Based on our experience with the public dataset, we can begin to define what an epidemiologically sound analysis to address the effectiveness of PGT-A using the HFEA register would require. This would require a bespoke dataset from the register with a more complete covariate set (as discussed above), linking of cycles relating to the same egg batch and the same woman and information on type of PGT-A.

The analysis would then include the following steps:

  1. 1.

    A careful data cleaning/validation, particularly of the linking of PGT-A indicators across the individual treatment courses.

  2. 2.

    Linking the frozen cycles to the fresh cycle providing the embryos, so enabling covariates relating to egg and embryo number for frozen as well as fresh cycles.

  3. 3.

    Defining and creating multi-cycle outcomes (first transfer LBE, cumulative LBE, time to LBE).

  4. 4.

    Careful consideration of the covariates as discussed above and their representation.

  5. 5.

    Selection of appropriate control groups so that, as far as possible, cycles not eligible for PGT-A are excluded.

  6. 6.

    Application of the same exclusions to the PGT-A as to the control cycles.

  7. 7.

    Fitting appropriate models to estimate the treatment effects adjusting for the covariates.

  8. 8.

    Sensitivity analyses around the exclusions and control group definitions.

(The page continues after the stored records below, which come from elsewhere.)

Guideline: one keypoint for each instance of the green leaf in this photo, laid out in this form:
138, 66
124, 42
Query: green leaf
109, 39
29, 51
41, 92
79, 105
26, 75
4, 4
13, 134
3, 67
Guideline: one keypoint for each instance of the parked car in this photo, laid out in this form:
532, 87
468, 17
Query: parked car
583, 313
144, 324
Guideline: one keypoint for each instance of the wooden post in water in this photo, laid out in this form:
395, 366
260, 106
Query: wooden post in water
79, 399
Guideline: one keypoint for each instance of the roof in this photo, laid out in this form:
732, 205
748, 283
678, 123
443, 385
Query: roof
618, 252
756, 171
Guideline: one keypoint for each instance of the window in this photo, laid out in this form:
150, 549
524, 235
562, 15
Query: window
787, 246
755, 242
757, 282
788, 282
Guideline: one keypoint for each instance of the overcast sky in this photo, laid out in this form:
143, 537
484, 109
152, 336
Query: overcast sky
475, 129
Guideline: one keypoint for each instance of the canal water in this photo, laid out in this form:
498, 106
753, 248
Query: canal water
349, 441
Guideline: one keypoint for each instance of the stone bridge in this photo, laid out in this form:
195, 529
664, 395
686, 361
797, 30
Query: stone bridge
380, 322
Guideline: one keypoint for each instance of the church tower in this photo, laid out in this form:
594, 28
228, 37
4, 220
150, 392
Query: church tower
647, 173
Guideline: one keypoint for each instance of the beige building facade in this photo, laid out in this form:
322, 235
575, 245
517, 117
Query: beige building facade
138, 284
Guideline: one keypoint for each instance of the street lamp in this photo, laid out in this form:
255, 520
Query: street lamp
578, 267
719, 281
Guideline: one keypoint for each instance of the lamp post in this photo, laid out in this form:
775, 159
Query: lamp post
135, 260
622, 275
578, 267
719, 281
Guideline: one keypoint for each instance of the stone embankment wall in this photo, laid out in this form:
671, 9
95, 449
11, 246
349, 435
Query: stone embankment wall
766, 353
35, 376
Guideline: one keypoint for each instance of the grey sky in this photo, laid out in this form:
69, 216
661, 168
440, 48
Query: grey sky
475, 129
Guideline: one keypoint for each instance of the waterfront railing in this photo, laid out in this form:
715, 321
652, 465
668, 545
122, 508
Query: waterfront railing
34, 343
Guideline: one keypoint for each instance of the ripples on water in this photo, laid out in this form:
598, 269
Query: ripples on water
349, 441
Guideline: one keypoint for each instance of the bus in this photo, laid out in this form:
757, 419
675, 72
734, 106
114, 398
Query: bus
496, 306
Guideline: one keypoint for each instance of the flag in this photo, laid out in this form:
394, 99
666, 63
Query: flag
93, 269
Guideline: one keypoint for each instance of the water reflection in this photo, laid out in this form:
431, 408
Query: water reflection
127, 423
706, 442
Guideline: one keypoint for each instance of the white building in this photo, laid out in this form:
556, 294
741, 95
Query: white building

However, such an analysis will still have significant weaknesses:

  1. 1.

    There is lack of intermediate outcomes in the Register. It is not possible to rigorously determine those cycles that potentially could get PGT-A and are reliant on surrogates such as the number of embryos created.

  2. 2.

    The HFEA record instances of embryo biopsy rather than the intent to perform embryo biopsy, so will miss cycles where PGT-A was intended, but no eggs were retrieved, or no embryos were available for biopsy.

  3. 3.

    Observational data will always be unreliable when the treatment is determined by patient choice/ability to pay as there are numerous unmeasured and unmeasurable factors that influence this decision, and these could be correlated with prognosis.

  4. 4.

    Whilst we can adjust for measured covariates, these effects are strong [18], and the covariates often are imprecisely recorded. Any such analysis is therefore unlikely to reduce the bias in the treatment OR below ± 0.2 which is a substantial treatment effect and about the magnitude any treatment add-on could be likely to achieve (~ 5% or so absolute uplift in LBE).

  5. 5.

    Any bespoke dataset will exclude those patients who did not give their consent for data disclosure. Data from another study suggests that this could amount to a loss of 40% of the PGT-A cycles and 35% of non-PGT-A cycles in the 2016–2018 timeframe with correlation between clinics with poor consent rates and those offering PGT-A. This reduces the power and precision of the estimates and potentially leads to significant biases in any estimates.

  6. 6.

    Larger, more detailed and more recent data would give the power to look at sub-types of PGT-A and to look specifically at the more recent iterations of PGT-A. However, data beyond 2018 are not likely to be available before mid-2023 due to the migration of database systems within the HFEA. The COVID-19 pandemic led to the temporary closure of many clinics, so data for 2020/21 are limited.

It is therefore not clear whether the biases and limitations inherent in the Registry data will allow useful conclusions to be drawn (see also [19]). We are currently going through the design and approval process to obtain a bespoke dataset to allow us to assess what can be achieved.

Conclusion

We have shown that, if we compare like with like, we obtain estimates of the effect of PGT-A from the publicly available HFEA Register data that suggest an overall modest reduction in LBE. These are in direct contrast to the ill-founded claims made by others [15, 16]. A detailed analysis of a fuller dataset is warranted, but it remains to be demonstrated whether the UK Register data can provide useful estimates of the utility of PGT-A as a treatment add-on.